In the left-sided hepatic hydrothorax that we previously reported

In the left-sided hepatic hydrothorax that we previously reported, Levovist, the ultrasonography contrast agent, was seen as jet flow synchronized with heartbeat

inside the pleural cavity. In the present right-sided hepatic hydrothorax, Sonazoid was seen as turbinated flow synchronized with respiration in three of the five patients and as hyperechoic spots diffused inside the pleural cavity in the other two patients, representing a very interesting finding.

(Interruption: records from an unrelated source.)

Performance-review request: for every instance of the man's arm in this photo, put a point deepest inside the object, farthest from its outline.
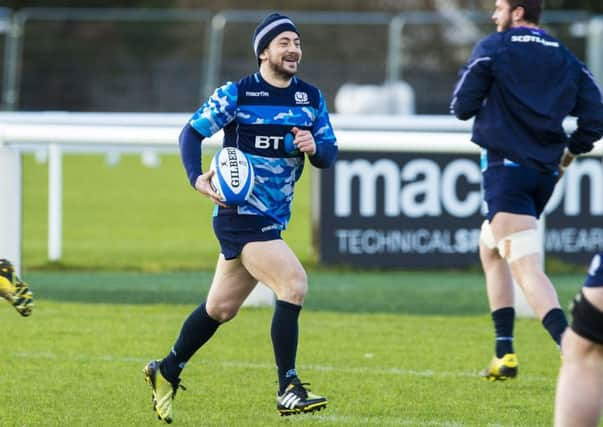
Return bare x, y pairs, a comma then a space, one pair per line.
589, 110
473, 84
190, 152
326, 144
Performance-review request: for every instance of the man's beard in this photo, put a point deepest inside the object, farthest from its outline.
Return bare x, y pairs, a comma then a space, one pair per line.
280, 71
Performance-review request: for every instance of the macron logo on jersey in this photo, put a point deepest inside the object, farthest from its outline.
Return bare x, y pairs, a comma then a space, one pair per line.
301, 98
261, 93
534, 39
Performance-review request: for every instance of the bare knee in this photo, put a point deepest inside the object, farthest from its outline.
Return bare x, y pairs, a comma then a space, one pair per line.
222, 312
294, 287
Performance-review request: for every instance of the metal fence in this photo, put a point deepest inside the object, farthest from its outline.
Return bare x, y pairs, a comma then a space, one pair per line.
168, 60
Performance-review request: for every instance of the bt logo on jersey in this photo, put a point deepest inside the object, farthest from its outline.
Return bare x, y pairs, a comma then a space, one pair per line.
266, 142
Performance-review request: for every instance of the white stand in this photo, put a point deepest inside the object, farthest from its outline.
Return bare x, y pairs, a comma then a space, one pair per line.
10, 206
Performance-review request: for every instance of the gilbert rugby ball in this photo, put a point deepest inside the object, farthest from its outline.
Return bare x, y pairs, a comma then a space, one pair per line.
233, 178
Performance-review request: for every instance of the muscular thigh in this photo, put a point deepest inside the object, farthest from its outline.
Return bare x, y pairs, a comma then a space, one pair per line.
231, 284
274, 264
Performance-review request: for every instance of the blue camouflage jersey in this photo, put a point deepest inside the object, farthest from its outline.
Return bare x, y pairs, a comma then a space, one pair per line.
257, 119
520, 85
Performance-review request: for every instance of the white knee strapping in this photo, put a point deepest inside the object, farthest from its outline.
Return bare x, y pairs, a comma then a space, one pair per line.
520, 244
486, 235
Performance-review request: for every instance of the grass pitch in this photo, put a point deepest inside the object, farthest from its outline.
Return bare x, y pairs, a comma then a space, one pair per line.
388, 349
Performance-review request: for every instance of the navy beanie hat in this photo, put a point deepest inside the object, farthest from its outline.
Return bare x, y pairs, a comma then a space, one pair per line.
270, 27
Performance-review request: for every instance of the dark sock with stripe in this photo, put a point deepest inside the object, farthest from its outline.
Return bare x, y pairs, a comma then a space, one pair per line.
196, 330
284, 333
504, 321
555, 322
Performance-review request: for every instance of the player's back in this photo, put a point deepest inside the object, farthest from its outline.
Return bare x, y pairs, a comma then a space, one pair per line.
535, 86
538, 79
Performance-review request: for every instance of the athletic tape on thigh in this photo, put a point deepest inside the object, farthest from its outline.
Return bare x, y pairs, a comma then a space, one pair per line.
587, 320
487, 236
520, 244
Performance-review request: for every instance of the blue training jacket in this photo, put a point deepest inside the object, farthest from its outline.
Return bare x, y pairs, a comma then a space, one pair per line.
520, 85
257, 118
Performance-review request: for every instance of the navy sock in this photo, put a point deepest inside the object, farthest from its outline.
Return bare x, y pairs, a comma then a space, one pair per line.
196, 330
504, 320
284, 333
555, 322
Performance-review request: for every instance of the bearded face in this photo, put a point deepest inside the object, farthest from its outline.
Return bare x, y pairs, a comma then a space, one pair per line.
502, 15
283, 55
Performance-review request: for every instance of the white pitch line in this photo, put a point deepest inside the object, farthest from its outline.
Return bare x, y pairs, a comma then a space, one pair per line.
428, 373
384, 421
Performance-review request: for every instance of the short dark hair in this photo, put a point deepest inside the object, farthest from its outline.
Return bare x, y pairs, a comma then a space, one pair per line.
531, 9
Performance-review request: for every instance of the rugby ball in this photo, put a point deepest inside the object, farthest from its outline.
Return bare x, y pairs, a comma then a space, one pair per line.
233, 176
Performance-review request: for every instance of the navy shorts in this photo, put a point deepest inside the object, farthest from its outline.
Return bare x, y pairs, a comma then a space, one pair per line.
595, 272
517, 189
235, 231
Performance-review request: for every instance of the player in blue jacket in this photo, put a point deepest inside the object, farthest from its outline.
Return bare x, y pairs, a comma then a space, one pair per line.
520, 84
580, 385
277, 120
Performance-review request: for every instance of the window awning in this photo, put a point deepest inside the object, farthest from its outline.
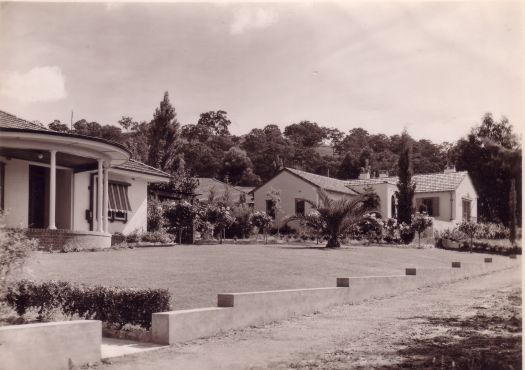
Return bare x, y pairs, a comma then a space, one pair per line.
118, 198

None of the seven patients experienced any complications during or after the examination. This is the first report to show transdiaphragmatic movement of ascitic fluid into the pleural cavity using contrast-enhanced ultrasonography with Sonazoid. This method can safely detect ascitic flow in real time, and thus, is NVP-BEZ235 nmr very useful for the diagnosis of hepatic hydrothorax. see more
“We read with interest the letter by Marrero and El-Serag that calls for the inclusion of alpha-fetoprotein

(AFP) in the American Association for the Study of Liver Diseases (AASLD) updated guidelines for the management of hepatocellular carcinoma (HCC).1, 2 However, we disagree with their conclusions and feel that the AASLD recommendation to perform HCC surveillance with ultrasonography (US) alone is supported by solid evidence.1, 2 The evidence supporting surveillance programs for HCC with liver US with or without AFP testing stems from the results of a randomized controlled trial and from cohort studies showing that selleck chemical surveillance improves both detection rate of early HCCs and patient survival.3-5 However, it is clear that the authors of the AASLD guidelines took into account the numerous limitations of AFP testing, and therefore it is no surprise that they did not include this serological marker in their HCC surveillance recommendations.2

In fact, although we may agree with Marrero and El-Serag that the Hepatitis C Antiviral Long-Term Treatment Against Cirrhosis (HALT-C) trial is a suboptimal setting to assess the role of AFP for the early detection of HCC, this study had the precious gifts of providing prospectively collected data and to include a large population of patients who were mainly at risk of developing HCC.6 Furthermore, data were available both at HCC diagnosis and 1 year before, thus being as close as possible to everyday clinical practice and therefore providing the best evidence currently available.2, 6 In this study, the sensitivity of AFP at a cutoff of 20 ng/mL was low (i.e., 61%) at the time of HCC diagnosis, yet at 22% it was unacceptably low 12 months before, when HCC was likely present in the majority of patients.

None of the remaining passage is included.